Tech startups in the UK have had a rocky time. London faces competition from US and European markets, and there are still struggles with raising funds. But those who survive could emerge more resilient, writes Russ Shaw
Of all the well-publicised challenges facing the UK tech sector right now, the vast majority revolve around three big themes: the economy, digital sovereignty and diversity.
Today, the TLA & GTA Investor Showcase at Here East’s innovation campus in the Queen Elizabeth Olympic Park brings together Europe’s leading investors to discuss what can be done about these macro issues. It will be fascinating to hear what companies have in mind to solve these matters.
We’ve experienced job cuts, chip shortages and international banking collapses. Regrettably, the post-pandemic tech boom has passed and companies, large and small, are feeling the impact. Looking to the future, the important question is whether this downward trend will continue into the next year. Perhaps the industry’s trajectory has reached a bottom, and companies which survived could emerge leaner and more resilient on the other side.
Early-stage companies have been hit particularly hard by the global tech downturn. Venture capital funding of start-ups has plunged by more than 50 per cent in the past 12 months, as worsening economic conditions cooled interest in riskier investments.
Moreover, perfectly viable early-stage tech businesses in need of capital to stay afloat were forced to accept falling valuations, take on damaging levels of additional debt – or face insolvency.
So when news of the collapse of Silicon Valley Bank broke last month, it posed an existential threat to the thousands of UK startups that relied on the bank for borrowing. The funding ecosystem for young technology companies – already operating on shaky foundations – was severely rocked.
Thankfully, a solution was found with the HSBC takeover and there were clear lessons for startups and investors alike to learn. Founders will be thinking about how they can avoid putting all their financial eggs in one basket and ensure their accounts are diversified, opening the door for angel investors and VCs to expand their portfolios.
Another issue causing ongoing uncertainty, and undermining confidence for investors in tech, is the lack of good news emerging from the UK semiconductor industry.
Despite Tech London Advocates leading pleas from the tech industry, and promises from ministers that a plan is in the works, there is still no sign of the long-awaited semiconductor strategy.
In recent months, the Treasury has repeatedly championed London’s credentials as “the world’s most international financial centre.” But Britain is finding it increasingly difficult to retain ownership over the technology companies that start here.

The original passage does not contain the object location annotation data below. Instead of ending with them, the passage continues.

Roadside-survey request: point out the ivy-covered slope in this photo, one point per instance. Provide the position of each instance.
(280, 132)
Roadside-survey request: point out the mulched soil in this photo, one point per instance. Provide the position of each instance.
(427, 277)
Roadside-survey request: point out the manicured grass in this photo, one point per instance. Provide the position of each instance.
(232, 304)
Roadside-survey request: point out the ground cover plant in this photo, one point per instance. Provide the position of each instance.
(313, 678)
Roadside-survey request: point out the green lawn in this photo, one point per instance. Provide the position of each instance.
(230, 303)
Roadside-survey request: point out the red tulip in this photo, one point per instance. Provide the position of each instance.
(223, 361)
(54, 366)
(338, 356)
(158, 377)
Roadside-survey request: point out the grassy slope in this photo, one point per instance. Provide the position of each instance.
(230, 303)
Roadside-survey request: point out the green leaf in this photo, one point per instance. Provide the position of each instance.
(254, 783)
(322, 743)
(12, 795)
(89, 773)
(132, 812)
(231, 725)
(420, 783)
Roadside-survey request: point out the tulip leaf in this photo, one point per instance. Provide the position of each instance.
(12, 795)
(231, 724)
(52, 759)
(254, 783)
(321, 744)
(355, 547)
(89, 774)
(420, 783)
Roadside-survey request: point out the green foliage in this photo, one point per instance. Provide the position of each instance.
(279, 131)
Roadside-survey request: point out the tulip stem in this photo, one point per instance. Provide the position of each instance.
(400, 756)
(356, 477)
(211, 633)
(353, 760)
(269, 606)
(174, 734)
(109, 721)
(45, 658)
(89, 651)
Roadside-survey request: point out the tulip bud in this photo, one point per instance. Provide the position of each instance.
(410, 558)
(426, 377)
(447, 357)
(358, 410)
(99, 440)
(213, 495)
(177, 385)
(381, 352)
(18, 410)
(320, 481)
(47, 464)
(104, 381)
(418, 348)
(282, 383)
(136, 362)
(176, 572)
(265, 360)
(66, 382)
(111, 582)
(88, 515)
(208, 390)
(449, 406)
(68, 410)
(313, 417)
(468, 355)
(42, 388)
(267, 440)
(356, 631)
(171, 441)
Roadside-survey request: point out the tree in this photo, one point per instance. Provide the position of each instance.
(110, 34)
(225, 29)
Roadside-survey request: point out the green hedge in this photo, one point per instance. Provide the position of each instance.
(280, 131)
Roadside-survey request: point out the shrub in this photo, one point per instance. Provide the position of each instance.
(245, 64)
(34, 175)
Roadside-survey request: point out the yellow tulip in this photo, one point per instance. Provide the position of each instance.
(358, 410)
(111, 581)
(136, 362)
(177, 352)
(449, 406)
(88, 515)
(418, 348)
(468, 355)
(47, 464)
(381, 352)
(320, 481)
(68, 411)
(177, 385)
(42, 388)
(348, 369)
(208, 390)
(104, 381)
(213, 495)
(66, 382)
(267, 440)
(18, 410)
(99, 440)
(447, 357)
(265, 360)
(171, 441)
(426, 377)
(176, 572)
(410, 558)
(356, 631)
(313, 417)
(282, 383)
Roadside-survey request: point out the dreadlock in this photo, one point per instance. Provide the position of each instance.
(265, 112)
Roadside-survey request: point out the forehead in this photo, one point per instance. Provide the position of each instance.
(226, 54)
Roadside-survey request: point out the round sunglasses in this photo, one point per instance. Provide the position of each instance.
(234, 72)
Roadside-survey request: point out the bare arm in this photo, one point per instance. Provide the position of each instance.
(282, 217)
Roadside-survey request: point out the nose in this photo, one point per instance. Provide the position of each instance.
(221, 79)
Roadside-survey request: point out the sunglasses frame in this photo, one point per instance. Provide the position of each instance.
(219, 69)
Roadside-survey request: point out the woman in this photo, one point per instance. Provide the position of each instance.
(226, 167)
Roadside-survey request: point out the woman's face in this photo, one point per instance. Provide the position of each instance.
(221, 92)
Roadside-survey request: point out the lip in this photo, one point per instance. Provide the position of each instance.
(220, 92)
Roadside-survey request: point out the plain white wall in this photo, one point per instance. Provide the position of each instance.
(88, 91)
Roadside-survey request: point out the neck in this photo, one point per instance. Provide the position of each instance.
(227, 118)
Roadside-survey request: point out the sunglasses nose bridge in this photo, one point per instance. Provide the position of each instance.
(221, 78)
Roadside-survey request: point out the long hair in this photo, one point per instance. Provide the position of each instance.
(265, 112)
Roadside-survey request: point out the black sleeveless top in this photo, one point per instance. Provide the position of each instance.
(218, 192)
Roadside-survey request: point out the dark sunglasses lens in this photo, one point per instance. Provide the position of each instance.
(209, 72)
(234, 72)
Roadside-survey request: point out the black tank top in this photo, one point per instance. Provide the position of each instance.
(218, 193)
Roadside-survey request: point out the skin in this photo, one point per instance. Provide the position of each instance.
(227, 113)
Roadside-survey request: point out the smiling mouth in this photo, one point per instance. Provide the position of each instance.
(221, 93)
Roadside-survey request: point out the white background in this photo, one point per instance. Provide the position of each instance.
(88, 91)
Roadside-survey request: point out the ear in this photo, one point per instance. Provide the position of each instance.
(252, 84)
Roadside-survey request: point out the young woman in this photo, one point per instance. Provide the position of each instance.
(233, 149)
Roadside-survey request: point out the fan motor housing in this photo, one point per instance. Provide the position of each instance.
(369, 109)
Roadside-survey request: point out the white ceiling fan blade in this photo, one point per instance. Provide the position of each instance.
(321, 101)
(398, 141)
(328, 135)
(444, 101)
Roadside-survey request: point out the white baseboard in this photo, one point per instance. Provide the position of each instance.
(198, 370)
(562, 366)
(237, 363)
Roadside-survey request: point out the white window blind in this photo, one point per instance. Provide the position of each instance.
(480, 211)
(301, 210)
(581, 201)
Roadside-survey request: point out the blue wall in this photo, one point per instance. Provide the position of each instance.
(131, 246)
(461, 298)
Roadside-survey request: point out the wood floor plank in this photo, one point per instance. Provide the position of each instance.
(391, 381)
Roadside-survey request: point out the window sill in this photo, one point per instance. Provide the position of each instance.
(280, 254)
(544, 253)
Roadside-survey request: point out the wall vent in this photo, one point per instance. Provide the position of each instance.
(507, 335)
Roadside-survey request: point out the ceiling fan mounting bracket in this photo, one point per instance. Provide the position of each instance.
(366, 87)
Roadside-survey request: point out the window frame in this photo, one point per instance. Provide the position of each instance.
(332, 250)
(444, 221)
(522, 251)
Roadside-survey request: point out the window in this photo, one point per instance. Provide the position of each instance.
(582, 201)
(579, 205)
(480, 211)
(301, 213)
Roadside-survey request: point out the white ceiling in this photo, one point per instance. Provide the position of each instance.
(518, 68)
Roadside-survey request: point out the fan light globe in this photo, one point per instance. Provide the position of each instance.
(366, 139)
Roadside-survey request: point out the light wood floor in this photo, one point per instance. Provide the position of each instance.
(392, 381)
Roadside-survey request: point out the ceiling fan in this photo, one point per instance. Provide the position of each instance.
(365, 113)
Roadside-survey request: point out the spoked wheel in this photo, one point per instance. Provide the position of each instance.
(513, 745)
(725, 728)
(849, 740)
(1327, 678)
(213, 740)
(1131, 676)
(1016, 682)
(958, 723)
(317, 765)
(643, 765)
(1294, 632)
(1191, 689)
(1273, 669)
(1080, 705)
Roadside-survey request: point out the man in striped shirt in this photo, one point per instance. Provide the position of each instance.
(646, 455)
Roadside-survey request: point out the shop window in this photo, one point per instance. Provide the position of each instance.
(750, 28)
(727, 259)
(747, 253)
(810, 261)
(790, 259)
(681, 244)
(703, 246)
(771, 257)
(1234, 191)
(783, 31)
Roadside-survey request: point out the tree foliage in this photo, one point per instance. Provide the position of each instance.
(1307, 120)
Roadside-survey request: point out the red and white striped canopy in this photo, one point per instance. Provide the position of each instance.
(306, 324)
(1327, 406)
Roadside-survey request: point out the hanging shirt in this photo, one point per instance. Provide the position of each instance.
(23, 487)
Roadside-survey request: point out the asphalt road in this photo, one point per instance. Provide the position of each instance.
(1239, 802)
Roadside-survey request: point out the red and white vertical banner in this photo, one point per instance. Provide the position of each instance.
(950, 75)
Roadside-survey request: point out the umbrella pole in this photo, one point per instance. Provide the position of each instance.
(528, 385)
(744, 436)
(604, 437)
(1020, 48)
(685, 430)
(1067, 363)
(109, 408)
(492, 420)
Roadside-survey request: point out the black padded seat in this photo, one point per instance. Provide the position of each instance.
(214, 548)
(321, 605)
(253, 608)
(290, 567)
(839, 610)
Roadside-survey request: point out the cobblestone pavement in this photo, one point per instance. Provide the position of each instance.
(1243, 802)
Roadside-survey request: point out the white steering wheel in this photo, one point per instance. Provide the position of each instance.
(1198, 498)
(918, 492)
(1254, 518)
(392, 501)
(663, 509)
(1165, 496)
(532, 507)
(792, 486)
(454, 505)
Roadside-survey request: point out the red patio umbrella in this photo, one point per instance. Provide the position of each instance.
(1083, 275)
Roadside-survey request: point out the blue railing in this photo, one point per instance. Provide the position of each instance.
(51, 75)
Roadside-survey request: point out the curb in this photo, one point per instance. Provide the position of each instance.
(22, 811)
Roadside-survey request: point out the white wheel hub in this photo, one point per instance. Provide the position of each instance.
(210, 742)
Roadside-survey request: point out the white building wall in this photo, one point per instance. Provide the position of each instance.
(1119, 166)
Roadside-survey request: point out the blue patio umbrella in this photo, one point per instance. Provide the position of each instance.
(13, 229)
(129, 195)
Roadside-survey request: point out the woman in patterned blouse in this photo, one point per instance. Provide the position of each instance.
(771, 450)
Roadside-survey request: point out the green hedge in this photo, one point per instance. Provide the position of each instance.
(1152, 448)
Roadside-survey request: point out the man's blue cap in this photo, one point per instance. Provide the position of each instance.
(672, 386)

Take Arm, the ‘crown jewel’ of UK tech. Despite the government’s best lobbying efforts, the Cambridge-based chip manufacturer was sold to Japan’s SoftBank for £24bn in 2016 and last month announced plans to list on the Nasdaq stock exchange in New York.
Arm and Acorn co-founder Hermann Hauser said the UK has “no chance in hell” of being technologically self-reliant, stressing the need for European countries to have their own access to critical technologies so they are less dependent on the US.
With tech sovereignty at stake, many key emerging technologies currently entering the market are set to dominate the next decade and beyond. In the Spring Budget, the Chancellor announced plans to devote huge sums of capital to deeptech such as AI and quantum.
Time will tell whether these resources are being deployed effectively. What is clear for now is that when it comes to protecting digital sovereignty, the UK has much to learn from others. With the EU’s European Chips Act and the US’ CHIPS and Science Act both passed last year, the absence of a comparable strategy for the UK is even more conspicuous, and emphasises the risk of the sector being left even further adrift of international competition.
As well as a sovereignty issue, the tech sector suffers from a diversity problem. With the current downturn in funding and economic growth, many investors and founders are concerned that things could get worse. All-female founding teams accounted for 6 per cent of all funding rounds in 2022, but for only 1 per cent of the funding raised, according to Atomico’s State of European Tech report. It’s getting worse: it was 3 per cent in 2020.
In the investment sector, the picture isn’t much better – despite increasing efforts from VCs and tech firms to encourage diversity, it seems little has changed. Many VCs have hired more women investors, but women continue to be underrepresented in senior decision-making positions.
Plenty of mentoring programmes for underrepresented founders have launched, but those founders still lack funding opportunities. Ultimately, change starts with measurement – and investors need to get better at benchmarking and tracking diversity metrics for their portfolio companies.